De inburgering-scholen, waar veel deskundigen werken, weten dat het schip de verkeerde kant op vaart.
Voor een ambtenaar lijkt het niet zo ingewikkeld te zijn, want er zijn voor haar/hem slechts drie smaken:
- de jonge veelbelovende inburgeraar (statushouder) gaat de onderwijsroute doen – eerst de taal leren – en dan een MBO-opleiding of hoger. Gebaseerd op cijfers van de Syrische en Eritrese instroom zou 20-25% van de statushouders in deze groep vallen.
- de massa moet het taalexamen op niveau B1 doen – wie kan lezen/schijven in het West-Europese schrift komt in deze groep. Deze massa betreft 60-70% van alle inburgeraars, een ruwe schatting op dit moment: statushouders plus huwelijksmigranten.
- een kleine groep (statushouders) komt bij aanvang van het traject in de groep voor de Z-route; in die groep zullen na verloop van tijd ook ‘afgeschaalde anderen’ terechtkomen.
KRITIEK UIT HET VELD
De kritiek op de werkwijze van gemeenten komt nu, april 2021, op gang. Zoals gezegd, deskundigen uit de beroepsgroep BVNT2 laten nu van zich horen. Ook de NRTO heeft als vertolker van belangen van o.a. inburgering-taalscholen bij gemeenten (DIVOSA, VNG) inmiddels aan de bel getrokken dat gemeenten te weinig willen uitgeven aan de langdurige begeleiding/scholing/intakes/docenten. Gemeenten krijgen van Den Haag met ingang van 2022 honderden miljoenen voor de uitvoering van de inburgering, maar willen heel goedkoop onderwijs voor 800 uur of 1600 uur inkopen. En dat wordt dan uitgegeven na een nutteloze, goedkope, eigenlijk schadelijke, kwantitatieve intake. Bij zo’n intake wordt niet uitgegaan van wat een inburgeraar/immigrant NU al kan doen – er wordt vooral gedacht in termen van ‘ophokken die luitjes’. En zo zal het gevoeld worden door de inburgeraars zelf.
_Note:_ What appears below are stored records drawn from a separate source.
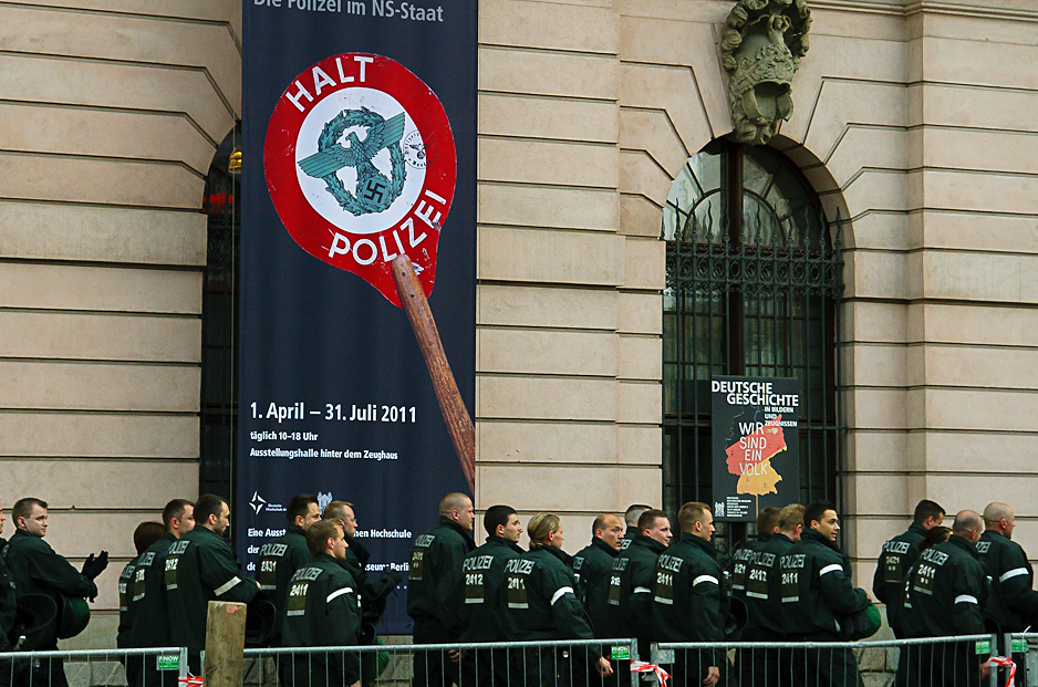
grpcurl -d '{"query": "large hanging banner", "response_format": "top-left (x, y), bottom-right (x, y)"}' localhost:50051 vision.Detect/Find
top-left (710, 377), bottom-right (800, 521)
top-left (234, 0), bottom-right (476, 634)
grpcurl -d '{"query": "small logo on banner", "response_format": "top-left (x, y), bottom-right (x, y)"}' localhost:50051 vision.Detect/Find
top-left (264, 53), bottom-right (458, 305)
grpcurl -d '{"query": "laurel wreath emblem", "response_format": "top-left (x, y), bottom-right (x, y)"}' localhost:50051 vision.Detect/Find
top-left (318, 107), bottom-right (407, 217)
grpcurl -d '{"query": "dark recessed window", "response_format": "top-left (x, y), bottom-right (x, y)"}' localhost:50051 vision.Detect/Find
top-left (662, 140), bottom-right (842, 539)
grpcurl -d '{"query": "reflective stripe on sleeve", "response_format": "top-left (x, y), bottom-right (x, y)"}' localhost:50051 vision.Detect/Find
top-left (325, 586), bottom-right (353, 604)
top-left (213, 576), bottom-right (242, 597)
top-left (551, 586), bottom-right (573, 606)
top-left (999, 568), bottom-right (1028, 582)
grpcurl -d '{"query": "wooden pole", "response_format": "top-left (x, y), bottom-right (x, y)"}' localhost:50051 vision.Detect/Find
top-left (392, 255), bottom-right (475, 496)
top-left (202, 601), bottom-right (248, 687)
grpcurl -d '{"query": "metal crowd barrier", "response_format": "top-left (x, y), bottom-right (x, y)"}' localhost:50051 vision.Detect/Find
top-left (652, 634), bottom-right (996, 687)
top-left (0, 647), bottom-right (188, 687)
top-left (242, 639), bottom-right (639, 687)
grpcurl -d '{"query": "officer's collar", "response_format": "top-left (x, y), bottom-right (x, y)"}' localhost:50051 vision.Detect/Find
top-left (908, 522), bottom-right (929, 537)
top-left (440, 516), bottom-right (474, 548)
top-left (681, 532), bottom-right (717, 558)
top-left (948, 534), bottom-right (980, 558)
top-left (530, 545), bottom-right (573, 567)
top-left (487, 534), bottom-right (524, 553)
top-left (800, 529), bottom-right (843, 553)
top-left (591, 537), bottom-right (620, 557)
top-left (632, 533), bottom-right (666, 553)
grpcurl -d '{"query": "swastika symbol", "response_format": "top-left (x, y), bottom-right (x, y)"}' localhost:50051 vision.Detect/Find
top-left (363, 178), bottom-right (386, 203)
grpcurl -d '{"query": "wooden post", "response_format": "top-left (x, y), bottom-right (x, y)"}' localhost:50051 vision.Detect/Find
top-left (392, 254), bottom-right (475, 496)
top-left (202, 601), bottom-right (248, 687)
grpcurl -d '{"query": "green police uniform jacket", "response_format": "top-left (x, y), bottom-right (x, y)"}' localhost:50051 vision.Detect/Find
top-left (779, 529), bottom-right (869, 637)
top-left (5, 529), bottom-right (98, 649)
top-left (115, 556), bottom-right (140, 649)
top-left (456, 534), bottom-right (523, 641)
top-left (745, 532), bottom-right (794, 641)
top-left (902, 534), bottom-right (988, 637)
top-left (165, 526), bottom-right (260, 652)
top-left (0, 539), bottom-right (18, 651)
top-left (504, 546), bottom-right (595, 641)
top-left (652, 532), bottom-right (729, 665)
top-left (407, 517), bottom-right (475, 640)
top-left (573, 538), bottom-right (619, 637)
top-left (732, 535), bottom-right (771, 599)
top-left (130, 532), bottom-right (176, 647)
top-left (603, 534), bottom-right (666, 643)
top-left (977, 529), bottom-right (1038, 632)
top-left (872, 522), bottom-right (926, 634)
top-left (281, 553), bottom-right (360, 685)
top-left (256, 524), bottom-right (310, 643)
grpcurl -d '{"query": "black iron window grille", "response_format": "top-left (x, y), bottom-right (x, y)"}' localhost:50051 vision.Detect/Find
top-left (662, 140), bottom-right (843, 549)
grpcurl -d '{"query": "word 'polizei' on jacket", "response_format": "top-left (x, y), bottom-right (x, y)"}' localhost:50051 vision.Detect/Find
top-left (872, 522), bottom-right (926, 635)
top-left (779, 529), bottom-right (869, 638)
top-left (743, 532), bottom-right (794, 641)
top-left (281, 553), bottom-right (360, 687)
top-left (164, 527), bottom-right (260, 652)
top-left (977, 529), bottom-right (1038, 632)
top-left (652, 532), bottom-right (728, 665)
top-left (573, 537), bottom-right (619, 637)
top-left (902, 534), bottom-right (987, 637)
top-left (256, 524), bottom-right (310, 641)
top-left (455, 534), bottom-right (523, 642)
top-left (407, 516), bottom-right (475, 639)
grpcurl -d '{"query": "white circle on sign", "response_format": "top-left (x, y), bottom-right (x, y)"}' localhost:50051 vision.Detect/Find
top-left (296, 87), bottom-right (426, 233)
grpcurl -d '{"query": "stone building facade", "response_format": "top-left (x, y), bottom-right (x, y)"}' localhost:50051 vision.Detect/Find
top-left (0, 0), bottom-right (1038, 644)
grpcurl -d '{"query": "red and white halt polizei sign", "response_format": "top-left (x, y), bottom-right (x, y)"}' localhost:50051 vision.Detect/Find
top-left (264, 53), bottom-right (458, 306)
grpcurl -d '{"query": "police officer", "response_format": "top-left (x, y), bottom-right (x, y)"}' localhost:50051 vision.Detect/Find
top-left (457, 505), bottom-right (523, 687)
top-left (605, 509), bottom-right (672, 672)
top-left (165, 494), bottom-right (260, 675)
top-left (504, 513), bottom-right (612, 687)
top-left (779, 501), bottom-right (870, 687)
top-left (5, 497), bottom-right (108, 687)
top-left (281, 520), bottom-right (363, 687)
top-left (407, 492), bottom-right (475, 687)
top-left (732, 505), bottom-right (779, 601)
top-left (130, 498), bottom-right (194, 687)
top-left (652, 501), bottom-right (728, 687)
top-left (256, 494), bottom-right (321, 647)
top-left (573, 513), bottom-right (628, 685)
top-left (115, 521), bottom-right (163, 685)
top-left (323, 501), bottom-right (400, 630)
top-left (977, 502), bottom-right (1038, 687)
top-left (0, 503), bottom-right (18, 651)
top-left (902, 511), bottom-right (987, 687)
top-left (740, 503), bottom-right (807, 687)
top-left (872, 499), bottom-right (945, 637)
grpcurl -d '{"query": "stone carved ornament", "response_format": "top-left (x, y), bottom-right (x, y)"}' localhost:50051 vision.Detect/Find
top-left (720, 0), bottom-right (811, 145)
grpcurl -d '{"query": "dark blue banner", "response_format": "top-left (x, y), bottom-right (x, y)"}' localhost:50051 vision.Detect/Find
top-left (235, 0), bottom-right (476, 634)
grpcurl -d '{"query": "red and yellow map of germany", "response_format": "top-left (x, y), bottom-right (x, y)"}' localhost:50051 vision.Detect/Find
top-left (725, 415), bottom-right (786, 497)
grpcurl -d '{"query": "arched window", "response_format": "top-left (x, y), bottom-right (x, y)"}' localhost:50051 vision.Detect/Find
top-left (198, 123), bottom-right (242, 498)
top-left (663, 139), bottom-right (842, 539)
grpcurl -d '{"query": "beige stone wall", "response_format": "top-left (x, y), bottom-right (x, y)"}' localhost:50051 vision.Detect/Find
top-left (0, 0), bottom-right (241, 645)
top-left (476, 0), bottom-right (662, 551)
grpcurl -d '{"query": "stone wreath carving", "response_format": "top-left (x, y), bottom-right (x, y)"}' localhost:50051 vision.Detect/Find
top-left (720, 0), bottom-right (811, 145)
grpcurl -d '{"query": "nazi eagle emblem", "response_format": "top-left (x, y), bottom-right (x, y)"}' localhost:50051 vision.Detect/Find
top-left (298, 107), bottom-right (407, 217)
Een intensievere en vooral kwalitatieve intake, die op het eerste gezicht duurder lijkt en tijd kost, zal juist veel meer opleveren:
a – diverse groepen langzaam lerenden/alfa’s zullen worden onderscheiden – voor hen kunnen passende trajecten gemaakt worden.
b – snel-lerenden kunnen snel starten met een traject en hoeven waarschijnlijk niet hun 800 uur vol te maken op een dure school – zonde van hun tijd ook: twee jaar min of meer fulltime naar school is funest voor hun carrière in Nederland.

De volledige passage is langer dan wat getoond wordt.